Search code examples
javaapache-flink

Apache flink - usage of TumblingProcessingTimeWindow with TimeCharacteristic.EventTime


It looks like TumblingProcessingTimeWindow always uses "Ingestion time". Is there any way to force windowing on the event time?

My use-case is quite simple I recieve events that contain "event timestamp", and want them to be aggregated based on event time.
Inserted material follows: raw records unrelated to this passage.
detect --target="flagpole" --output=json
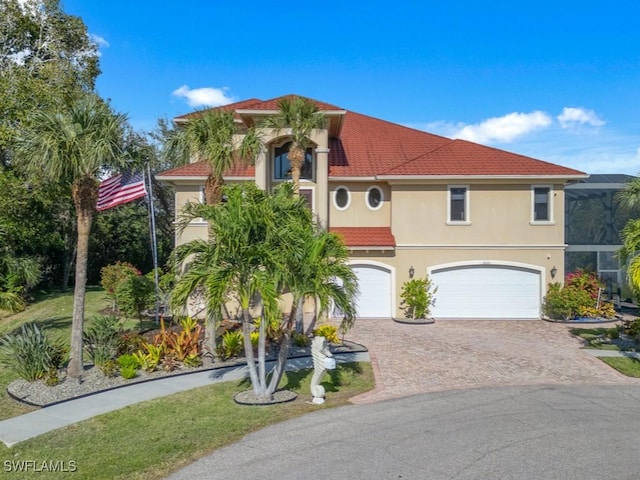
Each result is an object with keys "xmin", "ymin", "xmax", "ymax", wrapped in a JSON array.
[{"xmin": 145, "ymin": 163, "xmax": 160, "ymax": 324}]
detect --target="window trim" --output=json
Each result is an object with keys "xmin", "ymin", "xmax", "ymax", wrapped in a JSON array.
[
  {"xmin": 300, "ymin": 186, "xmax": 316, "ymax": 214},
  {"xmin": 447, "ymin": 185, "xmax": 471, "ymax": 225},
  {"xmin": 531, "ymin": 184, "xmax": 555, "ymax": 225},
  {"xmin": 333, "ymin": 185, "xmax": 351, "ymax": 211},
  {"xmin": 271, "ymin": 139, "xmax": 315, "ymax": 183},
  {"xmin": 366, "ymin": 186, "xmax": 384, "ymax": 211}
]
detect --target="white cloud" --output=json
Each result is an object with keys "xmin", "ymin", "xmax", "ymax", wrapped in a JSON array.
[
  {"xmin": 557, "ymin": 107, "xmax": 605, "ymax": 130},
  {"xmin": 452, "ymin": 111, "xmax": 552, "ymax": 143},
  {"xmin": 171, "ymin": 85, "xmax": 235, "ymax": 108}
]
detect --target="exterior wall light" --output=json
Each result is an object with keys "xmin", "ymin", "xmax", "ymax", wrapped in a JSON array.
[
  {"xmin": 409, "ymin": 266, "xmax": 415, "ymax": 279},
  {"xmin": 550, "ymin": 266, "xmax": 557, "ymax": 279}
]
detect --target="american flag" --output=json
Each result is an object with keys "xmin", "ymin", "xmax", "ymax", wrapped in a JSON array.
[{"xmin": 96, "ymin": 170, "xmax": 147, "ymax": 211}]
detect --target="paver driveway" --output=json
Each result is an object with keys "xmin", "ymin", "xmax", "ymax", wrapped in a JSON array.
[{"xmin": 341, "ymin": 319, "xmax": 640, "ymax": 404}]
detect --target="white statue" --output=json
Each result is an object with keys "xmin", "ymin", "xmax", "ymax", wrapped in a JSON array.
[{"xmin": 310, "ymin": 336, "xmax": 335, "ymax": 404}]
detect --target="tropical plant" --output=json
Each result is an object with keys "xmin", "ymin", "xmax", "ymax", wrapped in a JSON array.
[
  {"xmin": 221, "ymin": 329, "xmax": 244, "ymax": 359},
  {"xmin": 313, "ymin": 325, "xmax": 339, "ymax": 344},
  {"xmin": 0, "ymin": 323, "xmax": 65, "ymax": 381},
  {"xmin": 542, "ymin": 281, "xmax": 596, "ymax": 320},
  {"xmin": 0, "ymin": 250, "xmax": 42, "ymax": 313},
  {"xmin": 400, "ymin": 277, "xmax": 438, "ymax": 319},
  {"xmin": 261, "ymin": 96, "xmax": 326, "ymax": 196},
  {"xmin": 171, "ymin": 182, "xmax": 358, "ymax": 401},
  {"xmin": 14, "ymin": 94, "xmax": 127, "ymax": 378},
  {"xmin": 83, "ymin": 315, "xmax": 122, "ymax": 367},
  {"xmin": 162, "ymin": 109, "xmax": 261, "ymax": 205}
]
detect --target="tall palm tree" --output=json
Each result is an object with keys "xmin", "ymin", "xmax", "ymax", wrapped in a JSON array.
[
  {"xmin": 163, "ymin": 109, "xmax": 261, "ymax": 205},
  {"xmin": 617, "ymin": 175, "xmax": 640, "ymax": 210},
  {"xmin": 262, "ymin": 96, "xmax": 326, "ymax": 196},
  {"xmin": 171, "ymin": 183, "xmax": 357, "ymax": 400},
  {"xmin": 14, "ymin": 94, "xmax": 126, "ymax": 378}
]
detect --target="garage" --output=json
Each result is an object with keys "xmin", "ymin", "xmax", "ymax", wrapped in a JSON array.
[
  {"xmin": 430, "ymin": 264, "xmax": 542, "ymax": 319},
  {"xmin": 351, "ymin": 264, "xmax": 393, "ymax": 318}
]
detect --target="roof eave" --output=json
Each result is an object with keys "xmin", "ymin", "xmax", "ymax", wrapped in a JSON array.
[{"xmin": 377, "ymin": 174, "xmax": 589, "ymax": 181}]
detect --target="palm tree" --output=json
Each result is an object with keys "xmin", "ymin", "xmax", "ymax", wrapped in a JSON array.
[
  {"xmin": 171, "ymin": 183, "xmax": 358, "ymax": 400},
  {"xmin": 14, "ymin": 94, "xmax": 126, "ymax": 378},
  {"xmin": 617, "ymin": 175, "xmax": 640, "ymax": 210},
  {"xmin": 163, "ymin": 109, "xmax": 261, "ymax": 205},
  {"xmin": 262, "ymin": 96, "xmax": 326, "ymax": 196}
]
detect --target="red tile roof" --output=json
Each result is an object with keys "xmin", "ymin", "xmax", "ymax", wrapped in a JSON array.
[
  {"xmin": 158, "ymin": 94, "xmax": 586, "ymax": 180},
  {"xmin": 330, "ymin": 227, "xmax": 396, "ymax": 248}
]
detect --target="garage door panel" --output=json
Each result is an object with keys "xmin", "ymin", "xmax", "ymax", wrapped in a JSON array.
[
  {"xmin": 431, "ymin": 265, "xmax": 541, "ymax": 319},
  {"xmin": 352, "ymin": 265, "xmax": 392, "ymax": 318}
]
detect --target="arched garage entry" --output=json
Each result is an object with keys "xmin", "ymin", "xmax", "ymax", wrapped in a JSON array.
[
  {"xmin": 429, "ymin": 262, "xmax": 543, "ymax": 319},
  {"xmin": 349, "ymin": 261, "xmax": 395, "ymax": 318}
]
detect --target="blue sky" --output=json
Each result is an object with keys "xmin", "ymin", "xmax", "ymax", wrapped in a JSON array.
[{"xmin": 63, "ymin": 0, "xmax": 640, "ymax": 175}]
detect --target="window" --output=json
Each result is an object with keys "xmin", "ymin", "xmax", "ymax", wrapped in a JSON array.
[
  {"xmin": 366, "ymin": 186, "xmax": 383, "ymax": 210},
  {"xmin": 273, "ymin": 141, "xmax": 314, "ymax": 181},
  {"xmin": 532, "ymin": 186, "xmax": 552, "ymax": 222},
  {"xmin": 334, "ymin": 186, "xmax": 350, "ymax": 210},
  {"xmin": 448, "ymin": 186, "xmax": 468, "ymax": 223}
]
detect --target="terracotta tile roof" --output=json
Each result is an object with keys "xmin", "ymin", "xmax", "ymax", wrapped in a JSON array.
[
  {"xmin": 173, "ymin": 98, "xmax": 262, "ymax": 122},
  {"xmin": 156, "ymin": 160, "xmax": 254, "ymax": 179},
  {"xmin": 159, "ymin": 94, "xmax": 587, "ymax": 180},
  {"xmin": 236, "ymin": 94, "xmax": 344, "ymax": 112},
  {"xmin": 330, "ymin": 227, "xmax": 396, "ymax": 248}
]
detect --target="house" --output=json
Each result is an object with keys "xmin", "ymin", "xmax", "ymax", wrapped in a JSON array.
[
  {"xmin": 156, "ymin": 95, "xmax": 587, "ymax": 320},
  {"xmin": 565, "ymin": 174, "xmax": 638, "ymax": 299}
]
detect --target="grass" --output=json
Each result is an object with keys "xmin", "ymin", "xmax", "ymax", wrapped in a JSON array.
[
  {"xmin": 0, "ymin": 362, "xmax": 374, "ymax": 479},
  {"xmin": 0, "ymin": 288, "xmax": 151, "ymax": 421},
  {"xmin": 600, "ymin": 356, "xmax": 640, "ymax": 377},
  {"xmin": 569, "ymin": 326, "xmax": 640, "ymax": 351}
]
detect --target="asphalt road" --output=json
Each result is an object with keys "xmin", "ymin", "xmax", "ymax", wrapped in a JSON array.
[{"xmin": 166, "ymin": 385, "xmax": 640, "ymax": 480}]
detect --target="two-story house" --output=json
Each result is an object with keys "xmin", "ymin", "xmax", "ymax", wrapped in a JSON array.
[{"xmin": 156, "ymin": 95, "xmax": 587, "ymax": 320}]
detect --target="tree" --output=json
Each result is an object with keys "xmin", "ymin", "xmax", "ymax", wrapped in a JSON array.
[
  {"xmin": 262, "ymin": 96, "xmax": 326, "ymax": 196},
  {"xmin": 0, "ymin": 0, "xmax": 99, "ymax": 159},
  {"xmin": 14, "ymin": 94, "xmax": 126, "ymax": 378},
  {"xmin": 171, "ymin": 183, "xmax": 358, "ymax": 401},
  {"xmin": 162, "ymin": 109, "xmax": 261, "ymax": 205}
]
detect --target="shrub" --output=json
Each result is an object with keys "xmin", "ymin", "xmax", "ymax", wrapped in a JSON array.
[
  {"xmin": 116, "ymin": 331, "xmax": 146, "ymax": 356},
  {"xmin": 133, "ymin": 343, "xmax": 164, "ymax": 372},
  {"xmin": 183, "ymin": 353, "xmax": 202, "ymax": 367},
  {"xmin": 100, "ymin": 359, "xmax": 119, "ymax": 377},
  {"xmin": 400, "ymin": 277, "xmax": 437, "ymax": 319},
  {"xmin": 292, "ymin": 331, "xmax": 310, "ymax": 347},
  {"xmin": 565, "ymin": 269, "xmax": 604, "ymax": 300},
  {"xmin": 115, "ymin": 274, "xmax": 155, "ymax": 320},
  {"xmin": 116, "ymin": 353, "xmax": 140, "ymax": 370},
  {"xmin": 100, "ymin": 262, "xmax": 140, "ymax": 312},
  {"xmin": 542, "ymin": 282, "xmax": 594, "ymax": 320},
  {"xmin": 313, "ymin": 324, "xmax": 339, "ymax": 344},
  {"xmin": 155, "ymin": 316, "xmax": 202, "ymax": 361},
  {"xmin": 0, "ymin": 323, "xmax": 64, "ymax": 381},
  {"xmin": 120, "ymin": 364, "xmax": 138, "ymax": 379},
  {"xmin": 221, "ymin": 330, "xmax": 244, "ymax": 359},
  {"xmin": 83, "ymin": 315, "xmax": 122, "ymax": 366}
]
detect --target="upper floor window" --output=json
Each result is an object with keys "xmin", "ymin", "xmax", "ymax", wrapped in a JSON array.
[
  {"xmin": 334, "ymin": 186, "xmax": 351, "ymax": 210},
  {"xmin": 273, "ymin": 141, "xmax": 314, "ymax": 181},
  {"xmin": 448, "ymin": 186, "xmax": 469, "ymax": 223},
  {"xmin": 532, "ymin": 186, "xmax": 552, "ymax": 222},
  {"xmin": 366, "ymin": 186, "xmax": 383, "ymax": 210}
]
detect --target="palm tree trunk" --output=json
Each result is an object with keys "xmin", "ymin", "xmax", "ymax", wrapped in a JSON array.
[
  {"xmin": 288, "ymin": 146, "xmax": 304, "ymax": 197},
  {"xmin": 242, "ymin": 307, "xmax": 262, "ymax": 397},
  {"xmin": 267, "ymin": 302, "xmax": 297, "ymax": 394},
  {"xmin": 67, "ymin": 207, "xmax": 92, "ymax": 378}
]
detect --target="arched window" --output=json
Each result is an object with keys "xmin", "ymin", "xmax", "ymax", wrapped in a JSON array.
[{"xmin": 273, "ymin": 141, "xmax": 314, "ymax": 181}]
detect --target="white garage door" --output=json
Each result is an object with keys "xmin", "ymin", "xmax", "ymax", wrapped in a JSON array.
[
  {"xmin": 352, "ymin": 265, "xmax": 392, "ymax": 318},
  {"xmin": 430, "ymin": 265, "xmax": 541, "ymax": 319}
]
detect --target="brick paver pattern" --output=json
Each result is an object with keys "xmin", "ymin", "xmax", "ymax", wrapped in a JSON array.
[{"xmin": 341, "ymin": 320, "xmax": 640, "ymax": 404}]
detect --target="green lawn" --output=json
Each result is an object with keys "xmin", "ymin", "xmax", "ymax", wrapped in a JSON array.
[
  {"xmin": 600, "ymin": 356, "xmax": 640, "ymax": 377},
  {"xmin": 0, "ymin": 363, "xmax": 373, "ymax": 479},
  {"xmin": 0, "ymin": 290, "xmax": 375, "ymax": 479}
]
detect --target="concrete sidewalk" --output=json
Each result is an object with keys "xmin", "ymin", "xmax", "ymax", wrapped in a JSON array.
[{"xmin": 0, "ymin": 352, "xmax": 369, "ymax": 447}]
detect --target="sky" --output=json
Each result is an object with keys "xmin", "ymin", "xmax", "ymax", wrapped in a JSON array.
[{"xmin": 62, "ymin": 0, "xmax": 640, "ymax": 175}]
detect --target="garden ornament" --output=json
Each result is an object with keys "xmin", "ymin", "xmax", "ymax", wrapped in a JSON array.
[{"xmin": 310, "ymin": 336, "xmax": 335, "ymax": 404}]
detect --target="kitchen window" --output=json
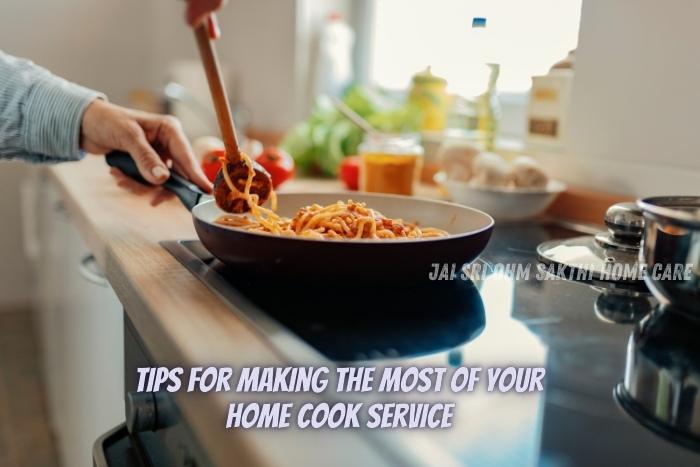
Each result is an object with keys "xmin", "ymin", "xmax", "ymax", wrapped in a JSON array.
[{"xmin": 357, "ymin": 0, "xmax": 582, "ymax": 140}]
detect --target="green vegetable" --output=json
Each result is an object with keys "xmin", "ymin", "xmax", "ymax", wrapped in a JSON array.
[
  {"xmin": 278, "ymin": 121, "xmax": 314, "ymax": 168},
  {"xmin": 320, "ymin": 119, "xmax": 355, "ymax": 176},
  {"xmin": 280, "ymin": 84, "xmax": 424, "ymax": 176}
]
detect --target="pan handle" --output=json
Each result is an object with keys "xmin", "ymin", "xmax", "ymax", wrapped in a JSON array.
[{"xmin": 105, "ymin": 151, "xmax": 206, "ymax": 211}]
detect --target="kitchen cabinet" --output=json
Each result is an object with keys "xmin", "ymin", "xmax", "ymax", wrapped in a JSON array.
[{"xmin": 25, "ymin": 170, "xmax": 125, "ymax": 467}]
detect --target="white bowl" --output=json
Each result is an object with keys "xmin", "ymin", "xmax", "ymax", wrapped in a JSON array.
[{"xmin": 434, "ymin": 172, "xmax": 567, "ymax": 221}]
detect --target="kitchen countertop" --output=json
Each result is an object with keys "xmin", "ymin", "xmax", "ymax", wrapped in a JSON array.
[{"xmin": 46, "ymin": 156, "xmax": 442, "ymax": 467}]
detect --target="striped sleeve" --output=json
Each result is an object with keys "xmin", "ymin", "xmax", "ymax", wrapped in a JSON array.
[{"xmin": 0, "ymin": 50, "xmax": 106, "ymax": 164}]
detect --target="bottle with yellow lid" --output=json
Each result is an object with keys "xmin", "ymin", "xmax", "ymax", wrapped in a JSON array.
[
  {"xmin": 359, "ymin": 133, "xmax": 424, "ymax": 196},
  {"xmin": 408, "ymin": 67, "xmax": 450, "ymax": 132}
]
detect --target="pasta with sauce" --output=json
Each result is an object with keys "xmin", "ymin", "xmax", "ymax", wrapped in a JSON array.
[{"xmin": 214, "ymin": 154, "xmax": 449, "ymax": 240}]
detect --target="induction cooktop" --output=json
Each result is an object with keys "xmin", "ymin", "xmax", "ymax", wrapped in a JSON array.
[{"xmin": 162, "ymin": 219, "xmax": 700, "ymax": 467}]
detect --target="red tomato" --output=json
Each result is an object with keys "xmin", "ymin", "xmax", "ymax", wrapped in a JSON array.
[
  {"xmin": 339, "ymin": 156, "xmax": 360, "ymax": 190},
  {"xmin": 201, "ymin": 149, "xmax": 225, "ymax": 183},
  {"xmin": 255, "ymin": 147, "xmax": 295, "ymax": 189}
]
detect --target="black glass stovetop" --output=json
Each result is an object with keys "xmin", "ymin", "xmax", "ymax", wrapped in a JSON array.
[{"xmin": 162, "ymin": 220, "xmax": 700, "ymax": 467}]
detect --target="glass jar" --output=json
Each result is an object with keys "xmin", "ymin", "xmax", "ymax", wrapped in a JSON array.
[{"xmin": 359, "ymin": 133, "xmax": 424, "ymax": 196}]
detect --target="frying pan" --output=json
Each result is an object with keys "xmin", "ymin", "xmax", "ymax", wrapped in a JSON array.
[{"xmin": 106, "ymin": 151, "xmax": 494, "ymax": 284}]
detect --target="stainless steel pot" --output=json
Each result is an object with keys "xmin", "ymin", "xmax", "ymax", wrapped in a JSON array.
[
  {"xmin": 615, "ymin": 307, "xmax": 700, "ymax": 452},
  {"xmin": 637, "ymin": 197, "xmax": 700, "ymax": 314}
]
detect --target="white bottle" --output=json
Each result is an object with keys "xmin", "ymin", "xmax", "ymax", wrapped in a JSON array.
[{"xmin": 313, "ymin": 14, "xmax": 355, "ymax": 98}]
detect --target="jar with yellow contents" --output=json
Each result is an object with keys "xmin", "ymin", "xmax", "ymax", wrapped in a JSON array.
[{"xmin": 359, "ymin": 133, "xmax": 424, "ymax": 196}]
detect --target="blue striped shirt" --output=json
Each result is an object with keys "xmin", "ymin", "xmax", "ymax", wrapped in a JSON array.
[{"xmin": 0, "ymin": 50, "xmax": 105, "ymax": 163}]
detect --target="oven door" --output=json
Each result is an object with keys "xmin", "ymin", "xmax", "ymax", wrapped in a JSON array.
[
  {"xmin": 93, "ymin": 312, "xmax": 214, "ymax": 467},
  {"xmin": 93, "ymin": 423, "xmax": 170, "ymax": 467}
]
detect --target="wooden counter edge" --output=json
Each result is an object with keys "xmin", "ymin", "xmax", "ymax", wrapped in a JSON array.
[
  {"xmin": 44, "ymin": 160, "xmax": 284, "ymax": 467},
  {"xmin": 545, "ymin": 187, "xmax": 635, "ymax": 225}
]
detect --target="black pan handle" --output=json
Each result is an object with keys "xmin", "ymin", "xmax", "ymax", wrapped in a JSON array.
[{"xmin": 105, "ymin": 151, "xmax": 207, "ymax": 211}]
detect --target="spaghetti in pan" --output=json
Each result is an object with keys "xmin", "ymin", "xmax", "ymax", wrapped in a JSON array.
[{"xmin": 214, "ymin": 153, "xmax": 449, "ymax": 240}]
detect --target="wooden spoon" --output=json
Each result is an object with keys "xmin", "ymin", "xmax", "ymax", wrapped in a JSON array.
[{"xmin": 193, "ymin": 20, "xmax": 272, "ymax": 213}]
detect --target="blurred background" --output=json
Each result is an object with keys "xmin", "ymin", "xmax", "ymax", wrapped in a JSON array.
[
  {"xmin": 2, "ymin": 1, "xmax": 700, "ymax": 465},
  {"xmin": 0, "ymin": 0, "xmax": 584, "ymax": 310}
]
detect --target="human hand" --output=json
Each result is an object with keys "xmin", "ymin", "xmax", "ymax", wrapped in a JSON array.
[
  {"xmin": 185, "ymin": 0, "xmax": 227, "ymax": 39},
  {"xmin": 80, "ymin": 99, "xmax": 213, "ymax": 206}
]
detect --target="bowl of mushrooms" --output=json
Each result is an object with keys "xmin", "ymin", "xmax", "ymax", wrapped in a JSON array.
[{"xmin": 434, "ymin": 145, "xmax": 566, "ymax": 221}]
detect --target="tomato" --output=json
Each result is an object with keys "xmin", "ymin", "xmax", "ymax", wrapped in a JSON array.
[
  {"xmin": 201, "ymin": 149, "xmax": 225, "ymax": 183},
  {"xmin": 255, "ymin": 147, "xmax": 295, "ymax": 189},
  {"xmin": 339, "ymin": 156, "xmax": 360, "ymax": 190}
]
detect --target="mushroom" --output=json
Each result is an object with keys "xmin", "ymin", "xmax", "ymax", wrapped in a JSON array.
[
  {"xmin": 510, "ymin": 155, "xmax": 549, "ymax": 189},
  {"xmin": 471, "ymin": 152, "xmax": 510, "ymax": 187}
]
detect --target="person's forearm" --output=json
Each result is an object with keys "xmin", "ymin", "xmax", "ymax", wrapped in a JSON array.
[{"xmin": 0, "ymin": 50, "xmax": 105, "ymax": 163}]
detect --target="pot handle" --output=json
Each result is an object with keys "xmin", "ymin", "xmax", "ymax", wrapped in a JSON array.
[{"xmin": 105, "ymin": 151, "xmax": 206, "ymax": 211}]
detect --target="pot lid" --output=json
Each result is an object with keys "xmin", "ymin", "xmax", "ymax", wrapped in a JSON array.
[{"xmin": 537, "ymin": 202, "xmax": 647, "ymax": 288}]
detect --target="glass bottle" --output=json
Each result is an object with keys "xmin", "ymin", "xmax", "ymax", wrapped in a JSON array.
[{"xmin": 476, "ymin": 63, "xmax": 501, "ymax": 151}]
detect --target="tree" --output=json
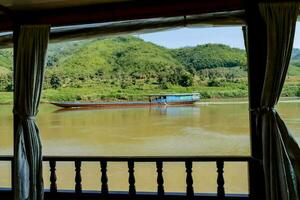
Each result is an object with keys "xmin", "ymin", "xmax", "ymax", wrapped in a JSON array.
[
  {"xmin": 157, "ymin": 72, "xmax": 170, "ymax": 89},
  {"xmin": 207, "ymin": 79, "xmax": 223, "ymax": 87},
  {"xmin": 0, "ymin": 72, "xmax": 13, "ymax": 92},
  {"xmin": 5, "ymin": 83, "xmax": 13, "ymax": 92},
  {"xmin": 120, "ymin": 79, "xmax": 131, "ymax": 89},
  {"xmin": 178, "ymin": 72, "xmax": 193, "ymax": 87},
  {"xmin": 95, "ymin": 68, "xmax": 104, "ymax": 79},
  {"xmin": 50, "ymin": 74, "xmax": 61, "ymax": 89},
  {"xmin": 225, "ymin": 72, "xmax": 236, "ymax": 82}
]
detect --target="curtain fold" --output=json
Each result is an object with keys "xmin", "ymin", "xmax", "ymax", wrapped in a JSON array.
[
  {"xmin": 245, "ymin": 2, "xmax": 300, "ymax": 200},
  {"xmin": 13, "ymin": 25, "xmax": 50, "ymax": 200}
]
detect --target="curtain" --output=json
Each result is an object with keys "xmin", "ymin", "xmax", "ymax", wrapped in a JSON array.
[
  {"xmin": 13, "ymin": 25, "xmax": 50, "ymax": 200},
  {"xmin": 245, "ymin": 2, "xmax": 300, "ymax": 200}
]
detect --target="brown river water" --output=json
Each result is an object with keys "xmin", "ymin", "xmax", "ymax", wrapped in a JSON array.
[{"xmin": 0, "ymin": 99, "xmax": 300, "ymax": 194}]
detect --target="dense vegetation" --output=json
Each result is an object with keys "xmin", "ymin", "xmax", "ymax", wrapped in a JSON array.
[
  {"xmin": 0, "ymin": 35, "xmax": 299, "ymax": 103},
  {"xmin": 173, "ymin": 44, "xmax": 247, "ymax": 72}
]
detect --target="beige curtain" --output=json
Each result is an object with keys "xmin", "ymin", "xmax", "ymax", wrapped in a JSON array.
[
  {"xmin": 245, "ymin": 2, "xmax": 300, "ymax": 200},
  {"xmin": 13, "ymin": 25, "xmax": 50, "ymax": 200}
]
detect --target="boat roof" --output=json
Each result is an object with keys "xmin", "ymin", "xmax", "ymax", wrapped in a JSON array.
[{"xmin": 148, "ymin": 93, "xmax": 200, "ymax": 97}]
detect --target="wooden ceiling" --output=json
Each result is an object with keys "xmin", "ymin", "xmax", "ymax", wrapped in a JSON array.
[
  {"xmin": 0, "ymin": 0, "xmax": 244, "ymax": 32},
  {"xmin": 0, "ymin": 0, "xmax": 297, "ymax": 45},
  {"xmin": 0, "ymin": 0, "xmax": 130, "ymax": 11}
]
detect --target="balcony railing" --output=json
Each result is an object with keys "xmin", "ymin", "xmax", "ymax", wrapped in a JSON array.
[{"xmin": 0, "ymin": 155, "xmax": 252, "ymax": 200}]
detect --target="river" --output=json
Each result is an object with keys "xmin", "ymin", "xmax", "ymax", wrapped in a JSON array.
[{"xmin": 0, "ymin": 99, "xmax": 300, "ymax": 194}]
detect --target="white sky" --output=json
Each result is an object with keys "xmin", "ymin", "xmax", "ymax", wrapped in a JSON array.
[{"xmin": 138, "ymin": 22, "xmax": 300, "ymax": 49}]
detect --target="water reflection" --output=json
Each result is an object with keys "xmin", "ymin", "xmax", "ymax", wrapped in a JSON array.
[
  {"xmin": 2, "ymin": 102, "xmax": 300, "ymax": 157},
  {"xmin": 148, "ymin": 105, "xmax": 200, "ymax": 116}
]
E.g. in following code I expect 2 outputs:

public class WindowExample {

private static final SimpleDateFormat FORMAT = new SimpleDateFormat("HH:mm:ss");

public static void main(String[] args) throws Exception {
    final StreamExecutionEnvironment env = StreamExecutionEnvironment.getExecutionEnvironment();

    env.setStreamTimeCharacteristic(TimeCharacteristic.EventTime);
    DataStreamSource<Bean> beans = env.fromElements(
        new Bean(1, 1, "12:00:00"),
        new Bean(1, 2, "12:00:03"),
        new Bean(1, 1, "12:00:04"),  //window of 3 sec trigger here
        new Bean(1, 2, "12:00:05"),
        new Bean(1, 3, "12:00:06"),
        new Bean(1, 3, "12:00:07")   //window of 3 sec trigger here
    );

    beans.assignTimestampsAndWatermarks(new AscendingTimestampExtractor<Bean>() {
        @Override public long extractAscendingTimestamp(Bean element) {
            return element.getTs();
        }
    })
        .keyBy("id")
        .window(TumblingProcessingTimeWindows.of(Time.seconds(3)))
        .max("value")
        .addSink(new SinkFunction<Bean>() {

            @Override public void invoke(Bean value, Context context) {
                System.out.println("Sync on: "+value);
            }
        });
    env.execute("Windowing test");
}

public static class Bean {

    private int id;
    private int value;
    private long ts;

    public Bean() {
    }

    Bean(int id, int value, String time) throws ParseException {
        this.id = id;
        this.value = value;
        this.ts = FORMAT.parse(time).toInstant().toEpochMilli();
    }

    long getTs() {
        return ts;
    }
    // other getters and setters
}

}


Solution

  • Flink allows the use of processing time windows with event time streams, because there are legitimate use cases for that. But if you do want event time windowing, you need to ask for it. In this case you should be using TumblingEventTimeWindows.